# Any creative suggestions to bringing in business in a small town?



## heavenlymom (Sep 18, 2008)

I just opened my studio in April and am living in a small country town.
There isn't to many that read the local newspapers and the pricing to place ads in the bigger newspapers is not in my budget right now. 
Does anyone know of a good way to bring in business or even get the word out about my business without spending to much. I would like to find creative ways to do this. Thanks in advance for any suggestions.


----------



## rub (Sep 18, 2008)

Word of mouth is great. Always have your business cards on hand, and go lots of places with your camera. I have found that most times I am approached, its because I am out somewhere taking photos.

Offer your servicesfor a discounted rate (if that works for you) or volunteer your time for a local event. Enter local contests, start a club, maybe teach a class.

I know that I don't have the budget to advertise, but somehow new people hear about me all the time!

Best of luck!


----------



## Big Mike (Sep 18, 2008)

Yes, word of mouth is key...and getting out there to meet & talk to people should help as well.  I'd suggest that you have a presence at any and all functions where the town folk will be.  Church, farmer's market, festivals etc.  

You might try a promotional event.  I've seen a few photographers who have a 'pictures in the park' day.  They have an open invitation for anyone and everyone to come down to a local park (or to your studio) for a free portrait sitting.  You make appointments every 15, 20 or 30 minutes....so they are pretty quick sessions.  You can then sell them prints, you might even include a free print to get it started.  But the important part is that you have that opportunity to meet them and have them sit for you.  If they like what they see, the will know who to call for photos from then on.


----------



## 93rdcurrent (Sep 18, 2008)

You can also start a small but personal photoshoot for the important women in your area... like women on the city council, in emergency services, owners of businesses, etc. Ask if you can photograph them for a series of the local important women. See if you can get it displayed somewhere that is prominent but also public, like the townhall. From here the women you shoot are likely to use you for their family portraits. Plus it's a free and fun way to get your work out there.


----------



## Christie Photo (Sep 20, 2008)

Make better photographs.  In order for word of mouth to work _for_ you, the "word" has to be how good you are.  

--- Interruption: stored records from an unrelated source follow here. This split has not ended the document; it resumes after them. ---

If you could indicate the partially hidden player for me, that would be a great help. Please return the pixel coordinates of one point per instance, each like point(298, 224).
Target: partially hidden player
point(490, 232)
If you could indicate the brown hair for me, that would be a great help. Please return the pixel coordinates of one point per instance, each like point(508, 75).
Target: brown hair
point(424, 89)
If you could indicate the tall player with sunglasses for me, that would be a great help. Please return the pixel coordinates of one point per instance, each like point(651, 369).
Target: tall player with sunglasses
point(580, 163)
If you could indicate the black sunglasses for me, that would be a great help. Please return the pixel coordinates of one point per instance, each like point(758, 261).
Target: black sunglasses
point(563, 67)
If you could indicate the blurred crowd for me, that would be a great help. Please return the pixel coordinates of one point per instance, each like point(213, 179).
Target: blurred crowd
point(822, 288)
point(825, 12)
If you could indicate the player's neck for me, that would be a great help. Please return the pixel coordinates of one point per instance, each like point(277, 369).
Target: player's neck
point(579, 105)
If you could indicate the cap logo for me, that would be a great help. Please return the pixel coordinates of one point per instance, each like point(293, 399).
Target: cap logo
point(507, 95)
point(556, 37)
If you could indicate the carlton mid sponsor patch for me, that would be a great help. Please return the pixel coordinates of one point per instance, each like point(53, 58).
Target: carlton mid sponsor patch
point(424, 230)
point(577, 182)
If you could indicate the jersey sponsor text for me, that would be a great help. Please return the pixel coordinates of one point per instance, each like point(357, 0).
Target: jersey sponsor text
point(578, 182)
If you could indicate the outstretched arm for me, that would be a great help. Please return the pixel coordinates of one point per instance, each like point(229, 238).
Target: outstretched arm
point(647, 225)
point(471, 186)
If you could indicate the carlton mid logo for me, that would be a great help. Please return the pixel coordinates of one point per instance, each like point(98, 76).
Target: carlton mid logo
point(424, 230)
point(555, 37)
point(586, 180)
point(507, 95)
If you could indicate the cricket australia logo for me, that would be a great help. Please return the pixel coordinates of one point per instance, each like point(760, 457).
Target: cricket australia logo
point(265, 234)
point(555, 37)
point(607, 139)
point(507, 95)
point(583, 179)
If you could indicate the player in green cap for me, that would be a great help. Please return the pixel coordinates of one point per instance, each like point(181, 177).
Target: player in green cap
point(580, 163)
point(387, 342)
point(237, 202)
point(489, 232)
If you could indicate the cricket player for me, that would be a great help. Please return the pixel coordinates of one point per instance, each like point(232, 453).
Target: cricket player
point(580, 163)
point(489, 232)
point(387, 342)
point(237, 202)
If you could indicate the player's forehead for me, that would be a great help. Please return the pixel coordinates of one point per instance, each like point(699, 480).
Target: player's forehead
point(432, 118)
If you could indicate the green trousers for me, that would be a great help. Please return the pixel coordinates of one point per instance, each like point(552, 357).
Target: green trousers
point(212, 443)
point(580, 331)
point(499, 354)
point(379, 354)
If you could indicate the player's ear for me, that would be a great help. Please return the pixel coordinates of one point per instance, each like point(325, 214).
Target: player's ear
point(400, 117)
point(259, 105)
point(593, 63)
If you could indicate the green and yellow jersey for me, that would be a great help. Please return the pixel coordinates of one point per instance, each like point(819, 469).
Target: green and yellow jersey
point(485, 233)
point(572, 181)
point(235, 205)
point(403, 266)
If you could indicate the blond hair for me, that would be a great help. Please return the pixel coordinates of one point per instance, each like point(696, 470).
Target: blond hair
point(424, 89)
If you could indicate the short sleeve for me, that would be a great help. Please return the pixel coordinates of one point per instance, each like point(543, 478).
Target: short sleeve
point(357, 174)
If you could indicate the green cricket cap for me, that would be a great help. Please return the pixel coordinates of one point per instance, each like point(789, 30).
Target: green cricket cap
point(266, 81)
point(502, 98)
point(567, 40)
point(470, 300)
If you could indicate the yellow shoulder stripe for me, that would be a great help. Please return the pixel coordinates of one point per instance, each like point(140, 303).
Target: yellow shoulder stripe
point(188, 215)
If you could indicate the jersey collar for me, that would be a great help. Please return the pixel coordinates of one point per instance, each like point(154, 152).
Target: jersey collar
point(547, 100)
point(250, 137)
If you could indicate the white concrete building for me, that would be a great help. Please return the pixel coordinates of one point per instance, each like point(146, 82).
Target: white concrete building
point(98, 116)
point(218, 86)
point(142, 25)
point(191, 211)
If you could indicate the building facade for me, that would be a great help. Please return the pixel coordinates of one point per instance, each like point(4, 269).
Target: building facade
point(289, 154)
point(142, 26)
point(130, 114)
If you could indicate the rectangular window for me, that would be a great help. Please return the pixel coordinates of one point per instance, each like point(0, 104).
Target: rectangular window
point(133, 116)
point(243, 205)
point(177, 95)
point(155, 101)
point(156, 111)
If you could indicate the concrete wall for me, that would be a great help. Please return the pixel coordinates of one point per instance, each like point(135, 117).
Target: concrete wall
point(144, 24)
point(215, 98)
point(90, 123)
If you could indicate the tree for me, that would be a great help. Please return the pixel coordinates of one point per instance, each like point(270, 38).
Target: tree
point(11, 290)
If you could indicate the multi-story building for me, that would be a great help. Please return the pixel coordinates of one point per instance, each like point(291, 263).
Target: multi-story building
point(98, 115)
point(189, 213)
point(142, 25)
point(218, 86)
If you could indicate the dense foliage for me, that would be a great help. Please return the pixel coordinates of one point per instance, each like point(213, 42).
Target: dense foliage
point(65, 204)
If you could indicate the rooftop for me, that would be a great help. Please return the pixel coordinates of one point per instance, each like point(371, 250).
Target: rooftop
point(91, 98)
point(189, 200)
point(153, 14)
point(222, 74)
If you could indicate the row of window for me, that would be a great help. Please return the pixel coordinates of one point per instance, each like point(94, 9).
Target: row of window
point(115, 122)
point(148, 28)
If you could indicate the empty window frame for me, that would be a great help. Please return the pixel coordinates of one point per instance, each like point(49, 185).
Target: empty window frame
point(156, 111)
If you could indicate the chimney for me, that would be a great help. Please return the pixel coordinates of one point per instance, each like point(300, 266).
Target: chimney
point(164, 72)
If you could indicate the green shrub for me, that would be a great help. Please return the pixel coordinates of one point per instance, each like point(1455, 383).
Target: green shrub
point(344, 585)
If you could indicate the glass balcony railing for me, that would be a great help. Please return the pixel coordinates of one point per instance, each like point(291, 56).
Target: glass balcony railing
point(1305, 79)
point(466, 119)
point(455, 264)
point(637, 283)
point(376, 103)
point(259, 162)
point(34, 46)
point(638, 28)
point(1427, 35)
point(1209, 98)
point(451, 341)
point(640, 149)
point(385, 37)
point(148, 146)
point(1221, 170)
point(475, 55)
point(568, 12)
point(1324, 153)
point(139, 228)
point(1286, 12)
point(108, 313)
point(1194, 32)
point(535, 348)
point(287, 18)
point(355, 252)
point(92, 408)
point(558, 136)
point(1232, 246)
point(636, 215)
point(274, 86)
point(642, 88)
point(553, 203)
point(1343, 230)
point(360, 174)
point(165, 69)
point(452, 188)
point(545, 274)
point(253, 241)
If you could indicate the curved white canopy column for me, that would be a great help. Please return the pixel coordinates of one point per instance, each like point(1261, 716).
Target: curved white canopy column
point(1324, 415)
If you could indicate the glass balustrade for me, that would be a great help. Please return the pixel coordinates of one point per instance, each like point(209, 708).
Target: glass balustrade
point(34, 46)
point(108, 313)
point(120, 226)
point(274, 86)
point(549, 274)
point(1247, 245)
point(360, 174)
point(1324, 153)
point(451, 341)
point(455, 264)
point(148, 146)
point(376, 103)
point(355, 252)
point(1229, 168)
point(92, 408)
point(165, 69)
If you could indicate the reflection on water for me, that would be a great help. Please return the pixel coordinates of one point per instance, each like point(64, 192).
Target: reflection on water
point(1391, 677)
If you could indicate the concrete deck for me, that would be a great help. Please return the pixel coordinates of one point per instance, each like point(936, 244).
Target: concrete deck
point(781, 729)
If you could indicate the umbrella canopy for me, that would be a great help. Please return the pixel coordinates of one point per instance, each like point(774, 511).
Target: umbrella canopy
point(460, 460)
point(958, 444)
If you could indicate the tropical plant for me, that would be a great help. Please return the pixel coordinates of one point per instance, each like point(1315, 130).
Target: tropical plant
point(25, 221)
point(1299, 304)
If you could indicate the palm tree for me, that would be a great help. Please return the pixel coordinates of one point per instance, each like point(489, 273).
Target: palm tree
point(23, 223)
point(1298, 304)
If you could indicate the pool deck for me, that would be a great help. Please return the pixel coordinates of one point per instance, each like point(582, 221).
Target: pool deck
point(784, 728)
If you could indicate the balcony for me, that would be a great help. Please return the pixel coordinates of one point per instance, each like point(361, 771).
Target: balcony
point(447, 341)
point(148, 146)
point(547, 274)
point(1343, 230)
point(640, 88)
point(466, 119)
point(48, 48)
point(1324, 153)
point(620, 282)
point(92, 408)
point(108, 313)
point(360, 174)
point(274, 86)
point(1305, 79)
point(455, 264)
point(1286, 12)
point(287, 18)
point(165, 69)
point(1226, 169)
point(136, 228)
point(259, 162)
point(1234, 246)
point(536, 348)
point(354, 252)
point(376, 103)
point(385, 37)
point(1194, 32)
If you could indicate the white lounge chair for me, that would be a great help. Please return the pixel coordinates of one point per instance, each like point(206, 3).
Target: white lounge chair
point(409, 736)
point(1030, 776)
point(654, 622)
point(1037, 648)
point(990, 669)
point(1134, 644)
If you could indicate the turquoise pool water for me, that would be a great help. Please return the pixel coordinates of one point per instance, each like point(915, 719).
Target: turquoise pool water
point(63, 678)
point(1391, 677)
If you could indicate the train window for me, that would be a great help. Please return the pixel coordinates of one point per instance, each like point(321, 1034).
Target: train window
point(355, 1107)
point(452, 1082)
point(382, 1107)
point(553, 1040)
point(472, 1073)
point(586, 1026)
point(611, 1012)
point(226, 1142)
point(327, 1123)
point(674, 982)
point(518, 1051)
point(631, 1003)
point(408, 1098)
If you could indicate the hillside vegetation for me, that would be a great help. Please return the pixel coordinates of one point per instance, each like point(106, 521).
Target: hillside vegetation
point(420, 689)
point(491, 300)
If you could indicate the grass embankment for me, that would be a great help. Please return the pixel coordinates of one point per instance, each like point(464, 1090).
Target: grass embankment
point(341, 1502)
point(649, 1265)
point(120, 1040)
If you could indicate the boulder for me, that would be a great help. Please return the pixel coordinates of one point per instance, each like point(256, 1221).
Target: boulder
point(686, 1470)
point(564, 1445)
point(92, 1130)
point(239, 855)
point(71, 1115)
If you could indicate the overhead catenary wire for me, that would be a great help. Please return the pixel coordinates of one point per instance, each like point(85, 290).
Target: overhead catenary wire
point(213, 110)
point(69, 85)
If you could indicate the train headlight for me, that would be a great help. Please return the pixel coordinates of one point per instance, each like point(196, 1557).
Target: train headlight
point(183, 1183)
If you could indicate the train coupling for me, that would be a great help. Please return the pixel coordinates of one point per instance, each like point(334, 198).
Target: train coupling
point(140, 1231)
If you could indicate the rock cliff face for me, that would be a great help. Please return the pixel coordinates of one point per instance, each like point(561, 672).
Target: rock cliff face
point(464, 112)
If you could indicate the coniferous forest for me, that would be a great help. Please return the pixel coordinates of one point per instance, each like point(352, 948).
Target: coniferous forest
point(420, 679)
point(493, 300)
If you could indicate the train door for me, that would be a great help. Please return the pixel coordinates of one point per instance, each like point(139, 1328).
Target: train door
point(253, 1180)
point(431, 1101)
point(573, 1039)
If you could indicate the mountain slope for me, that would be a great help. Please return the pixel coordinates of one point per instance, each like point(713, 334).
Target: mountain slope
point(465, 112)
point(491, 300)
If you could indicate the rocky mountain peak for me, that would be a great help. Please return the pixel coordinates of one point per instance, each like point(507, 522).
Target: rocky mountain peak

Think about what you want folks saying.  You want people to share how pleased they are with your images, how easy it is to work with you, that you provide an excellent value (not low prices, rather how much value they got for their money), that you are creative, that you have a wonderful facility, and so on.

When I say "better" photographs, I mean better than you were doing last year.  And next year, better yet.  Word of mouth is a gradual process.  So as time goes by, continue refining what you do.  Get to some seminars, buy some training programs, improve your presentation, increase the service you provide to your customers.

Bring the big city experience to your small town.

Good luck!

-Pete


----------



## Flash Harry (Sep 21, 2008)

Small town, get some flyers made up offering family portrait sittings for christmas at a discounted rate, say 2/3rds of normal price, include a low res cd of all images, (40 or so) and one enlargement of their choice, do some legwork with the flyers, take their bookings, do a lot of work and watch the cash roll in. Works for me every year and usually reprints/enlargements of the low res images keep me busy through the winter. H

PS. By the way, you need to get organizing this asap, state that the offer only applies Nov. 1 till Dec 20 or so depending on your competance/printers/workflow etc etc, it can get pretty hectic at times.


----------



## Mike_E (Sep 21, 2008)

A lot of what Flash Harry said! 

Point out that a framed portrait makes a nice gift.  You should also be hitting the events- plays, concerts and the like. Sell a 5X7with a $2 frame for $15 and have them pick it up (when you can also tell them about your other services). If you can sell a hundred @ a net of $12 then your Christmas bonus will be $1200.  Any formal sittings, weddings, conformations, sweet sixteens, baby/maternity shoots that come are icing on the cake. 

Oh and don't forget about coffee mugs, key-chains, buttons and any number of other things that you can have a photo placed on that you can sell- once you get someone thinking in that direction.

And the number one thing-  ALWAYS do what you say! And do it at least 10 minutes before you say it will happen.  

Customers come and go all the time, but if _*you*_ loose one they are gone forever.


----------



## photographyaddict (Sep 21, 2008)

u could offer to do a free deal with a local org or school event then have them promote ur photography that way.


----------